Former Dallas Cowboy player, Josh Brent, was convicted of intoxication manslaughter, according to national news. He could face up to twenty years in prison for killing his friend, Jerry Brown in a fatal drunk driver crash in December, 2012.
The Dallas Morning News said Stacey Jackson, the mother of the deceased man, has allegedly forgiven Brent for taking the life of her son. Brent’s attorneys may call Jackson as one of their witnesses when they argue for leniency during sentencing.
The two football players were close friends and teammates at the University of Illinois. Brown joined the Cowboys just a couple months before the fatal wreck. Brent drove home drunk after a night of partying. Brown was a passenger in his vehicle when he crashed on a highway in a Dallas suburb.

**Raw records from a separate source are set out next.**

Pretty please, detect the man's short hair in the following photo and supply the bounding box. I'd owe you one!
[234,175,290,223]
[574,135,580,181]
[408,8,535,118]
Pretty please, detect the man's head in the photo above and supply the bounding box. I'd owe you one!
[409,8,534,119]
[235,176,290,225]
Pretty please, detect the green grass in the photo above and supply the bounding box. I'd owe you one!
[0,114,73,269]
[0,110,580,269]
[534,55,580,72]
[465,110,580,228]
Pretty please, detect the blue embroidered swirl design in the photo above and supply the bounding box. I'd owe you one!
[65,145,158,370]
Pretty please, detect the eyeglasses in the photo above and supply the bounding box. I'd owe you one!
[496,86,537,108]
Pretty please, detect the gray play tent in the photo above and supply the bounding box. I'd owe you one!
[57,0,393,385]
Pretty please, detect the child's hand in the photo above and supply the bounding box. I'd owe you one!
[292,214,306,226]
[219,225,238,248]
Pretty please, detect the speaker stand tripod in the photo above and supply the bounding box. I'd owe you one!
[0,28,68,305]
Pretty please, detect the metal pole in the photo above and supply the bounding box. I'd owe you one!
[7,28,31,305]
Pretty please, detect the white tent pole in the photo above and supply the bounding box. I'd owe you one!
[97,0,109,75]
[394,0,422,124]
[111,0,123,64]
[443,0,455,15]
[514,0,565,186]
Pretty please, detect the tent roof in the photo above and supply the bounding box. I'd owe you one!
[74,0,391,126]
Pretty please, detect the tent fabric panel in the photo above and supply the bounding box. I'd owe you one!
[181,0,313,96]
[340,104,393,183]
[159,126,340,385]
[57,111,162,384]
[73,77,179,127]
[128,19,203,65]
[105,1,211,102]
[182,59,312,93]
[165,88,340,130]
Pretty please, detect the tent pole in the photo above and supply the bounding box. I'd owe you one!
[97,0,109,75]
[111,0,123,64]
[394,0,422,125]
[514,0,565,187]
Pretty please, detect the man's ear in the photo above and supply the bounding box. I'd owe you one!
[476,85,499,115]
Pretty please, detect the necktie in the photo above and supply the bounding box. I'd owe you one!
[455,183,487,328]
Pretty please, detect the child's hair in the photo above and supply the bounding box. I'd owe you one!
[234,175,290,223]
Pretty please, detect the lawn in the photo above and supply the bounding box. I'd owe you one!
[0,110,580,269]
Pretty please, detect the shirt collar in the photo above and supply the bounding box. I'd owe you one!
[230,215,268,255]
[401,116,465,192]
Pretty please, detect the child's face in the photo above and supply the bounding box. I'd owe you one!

Brent’s BAC level was 0.18 – more than twice the legal limit. Authorities say it would have taken as many as seventeen drinks for the DUI offender to get that intoxicated. During trial, his attorneys said the tests were “faulty” and he “could not have drank nearly that much.” According to authorities, he was driving his Mercedes at speeds up to 110 mph. In a news article, Brent’s attorney said no one is sorrier then Brent that he has lost his good friend, as well as his career.
The news reported Brent had support from several teammates who attended his trial. Cowboy’s owner, Jerry Jones, also spoke out on the team website saying, “This has just been a terrible experience for the families who lost a loved one and for Josh who loved Jerry as well.”
According to State Prosecutors, the fatal drunk driver crash was “a textbook case of intoxication manslaughter.” They asked the jury to send a message about the dangers of drunken drivers – strongly emphasizing – “they shouldn’t be driving, no exceptions, no excuses!”
The jurors watched a video of Brent who appeared to be holding bottles of Champagne in each hand and receipts from credit cards showing he had bought three bottles. They also watched him occasionally stumbling over words while talking to officers and losing his balance during field sobriety tests.